The five college buddies founded their own comic book company, Ghostwerks, and their first comic, Champion of Children.
The premise is simple: Little Mad Skillz, a 5-year-old black girl with massive ponytails and Bruce Lee moves, is the protector of small children everywhere -- she takes on all the bullies (super-powered or not).
The whole comic runs on a unique energy that melds hip-hop and grunge cultures, Japanese comic book style (manga) and a dab of traditional American funnies. The guys at Ghostwerks often call it "ghetto manga."
All of this is filtered through artists Randolph, Robertson and Lagocki.
The stories and concept were created by Davis, and Cauley handles the business side of Ghostwerks.
Despite the visual complexity of the comic, the characters are simple, clean and innocent.
"We wanted kid superheroes that kids could love, but we also wanted them to think Champion is cool once they grow up," Davis says
Villains like Kurt the Hurttt, a 7-year-old bully who's still in kindergarten, and the Funk Master, a villain wannabe with some serious body odor, define the light and fun mood of the stories. Both our hero and her older brother, Jr. Raw -- a former Champion of Children -- seem to attract the most comical of nemeses.
The interactions of the characters have a hint of Wile E. Coyote action. And the wisecracking, familial friendships of the heroes mirror the very sincere friendships of the Ghostwerks crew.

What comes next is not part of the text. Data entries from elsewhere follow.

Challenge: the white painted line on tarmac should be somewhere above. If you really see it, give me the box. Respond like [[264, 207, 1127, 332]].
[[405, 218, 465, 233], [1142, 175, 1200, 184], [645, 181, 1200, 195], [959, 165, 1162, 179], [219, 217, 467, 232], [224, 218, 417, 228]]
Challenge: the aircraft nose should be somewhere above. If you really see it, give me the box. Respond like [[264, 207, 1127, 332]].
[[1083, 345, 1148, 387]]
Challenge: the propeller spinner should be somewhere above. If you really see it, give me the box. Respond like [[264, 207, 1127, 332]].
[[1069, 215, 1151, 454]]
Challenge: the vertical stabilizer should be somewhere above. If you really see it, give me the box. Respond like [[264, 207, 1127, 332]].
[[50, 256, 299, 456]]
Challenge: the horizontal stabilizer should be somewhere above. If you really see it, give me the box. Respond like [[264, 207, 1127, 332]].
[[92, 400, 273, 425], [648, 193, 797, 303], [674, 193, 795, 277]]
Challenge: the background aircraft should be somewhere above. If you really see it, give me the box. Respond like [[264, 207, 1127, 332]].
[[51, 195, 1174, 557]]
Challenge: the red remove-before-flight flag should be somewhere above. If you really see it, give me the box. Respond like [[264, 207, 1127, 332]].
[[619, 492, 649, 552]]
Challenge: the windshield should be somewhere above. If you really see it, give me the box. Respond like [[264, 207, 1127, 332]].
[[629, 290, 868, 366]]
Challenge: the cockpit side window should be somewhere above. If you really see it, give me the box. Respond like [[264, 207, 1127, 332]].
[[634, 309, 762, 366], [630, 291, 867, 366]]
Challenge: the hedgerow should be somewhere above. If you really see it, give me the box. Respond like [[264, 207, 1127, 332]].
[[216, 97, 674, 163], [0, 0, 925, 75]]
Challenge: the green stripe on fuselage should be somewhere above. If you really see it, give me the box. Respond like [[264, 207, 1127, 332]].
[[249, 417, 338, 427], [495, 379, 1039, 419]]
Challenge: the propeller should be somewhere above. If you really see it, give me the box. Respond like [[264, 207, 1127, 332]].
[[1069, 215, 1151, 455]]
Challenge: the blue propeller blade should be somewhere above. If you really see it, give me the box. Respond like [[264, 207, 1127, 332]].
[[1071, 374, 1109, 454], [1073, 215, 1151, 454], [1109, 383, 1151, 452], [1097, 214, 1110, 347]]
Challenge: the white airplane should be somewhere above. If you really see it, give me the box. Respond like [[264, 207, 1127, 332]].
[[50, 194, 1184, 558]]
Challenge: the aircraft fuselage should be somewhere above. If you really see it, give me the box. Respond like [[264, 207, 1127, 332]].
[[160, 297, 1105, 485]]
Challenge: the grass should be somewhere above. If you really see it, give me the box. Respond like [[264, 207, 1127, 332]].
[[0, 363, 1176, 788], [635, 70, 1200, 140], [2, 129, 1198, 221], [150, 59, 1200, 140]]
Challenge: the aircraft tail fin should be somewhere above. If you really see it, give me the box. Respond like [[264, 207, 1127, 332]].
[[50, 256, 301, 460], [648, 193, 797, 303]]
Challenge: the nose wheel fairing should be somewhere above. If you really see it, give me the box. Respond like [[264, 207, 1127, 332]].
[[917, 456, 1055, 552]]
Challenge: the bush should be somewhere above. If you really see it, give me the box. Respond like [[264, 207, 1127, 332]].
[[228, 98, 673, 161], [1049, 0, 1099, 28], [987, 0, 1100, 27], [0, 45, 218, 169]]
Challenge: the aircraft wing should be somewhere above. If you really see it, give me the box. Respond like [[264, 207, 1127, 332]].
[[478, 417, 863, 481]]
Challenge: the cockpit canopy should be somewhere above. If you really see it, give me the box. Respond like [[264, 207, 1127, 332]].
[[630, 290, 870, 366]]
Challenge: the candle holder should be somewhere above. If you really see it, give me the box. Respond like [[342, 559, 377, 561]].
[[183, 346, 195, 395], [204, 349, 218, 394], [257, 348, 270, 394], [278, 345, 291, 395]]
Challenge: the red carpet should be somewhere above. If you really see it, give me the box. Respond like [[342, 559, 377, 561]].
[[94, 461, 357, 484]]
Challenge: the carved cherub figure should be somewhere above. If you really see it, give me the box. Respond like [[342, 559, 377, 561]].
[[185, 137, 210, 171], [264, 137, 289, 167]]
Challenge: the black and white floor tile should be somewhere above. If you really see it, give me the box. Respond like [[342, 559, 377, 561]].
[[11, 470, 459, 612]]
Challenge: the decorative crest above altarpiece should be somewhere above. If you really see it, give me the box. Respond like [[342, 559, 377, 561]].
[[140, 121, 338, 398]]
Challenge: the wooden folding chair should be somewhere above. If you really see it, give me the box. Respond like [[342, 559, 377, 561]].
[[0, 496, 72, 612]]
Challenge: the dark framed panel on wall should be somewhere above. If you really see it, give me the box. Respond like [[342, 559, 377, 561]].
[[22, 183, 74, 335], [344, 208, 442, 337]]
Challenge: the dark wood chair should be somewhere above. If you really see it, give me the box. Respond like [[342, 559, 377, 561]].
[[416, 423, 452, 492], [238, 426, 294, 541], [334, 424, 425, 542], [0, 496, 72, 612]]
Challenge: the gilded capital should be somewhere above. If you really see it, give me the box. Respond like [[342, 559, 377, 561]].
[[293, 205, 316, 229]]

Randolph readily admits to being the nerdy awkward kid growing up. Everyone at Ghostwerks does.
These are the guys who were hanging out at Treasure Aisles bookstore near the UNT campus, making wisecracks and absorbing every bit of comic fare they could. They also hung out at West Hall, their residence hall, debating whose crime-fighting philosophy was better, Batman's or Superman's.
These are the guys who still love cartoons, even though they've got real day jobs to support their comic book dreams.
More than business partners, they are defined by their friendship and a love of comics like Hellboy and Captain Marvel and rappers like Nappy Roots and Nas.
But don't think for a minute that comic books are kids' play. Independent comics come and go in the thousands across the country, and success is based on discipline.
"It's a lot like trying to be a rock star," Randolph says. "You could easily consign yourself to a life of a day job and obscurity."
And many do.
"You've got guys like Todd McFarlane (the creator of the comic book Spawn) who's crazy rich, making $3 million a year," says Cauley, "and then there's the other end of the spectrum with the thousands of independents who disappear and fail every day.
"It's not enough to just be talented."
Each artist has a drawer full of rejection notices from companies like Marvel and DC Comics. And everybody in the gang has had his share of failed comic startups.
The cost to print, promote and ship the comics runs in the thousands -- all straight out of their own pockets.
Cauley can attest that getting comic book stores to carry an independent series is a mountain in itself, because often the stores lose money until the comic gains some notoriety. Despite that, the Ghostwerks crew has had success in getting area stores, like Lone Star Comics, to carry their books. They also promote them at conventions nationwide and have their own web site at www.ghostwerkscomics.com.
They're counting on Ghostwerks' unique appeal to an audience that has been left out of comics -- hip-hop fans.
But more than anything, they've got faith, says Randolph, whose sense of destiny and purpose sounds like something straight out of the mouth of a comic book hero.
"When you're born or destined to do something like this, everything you need is in you," he says. "I know there's a place for us, and I believe in Champion of Children."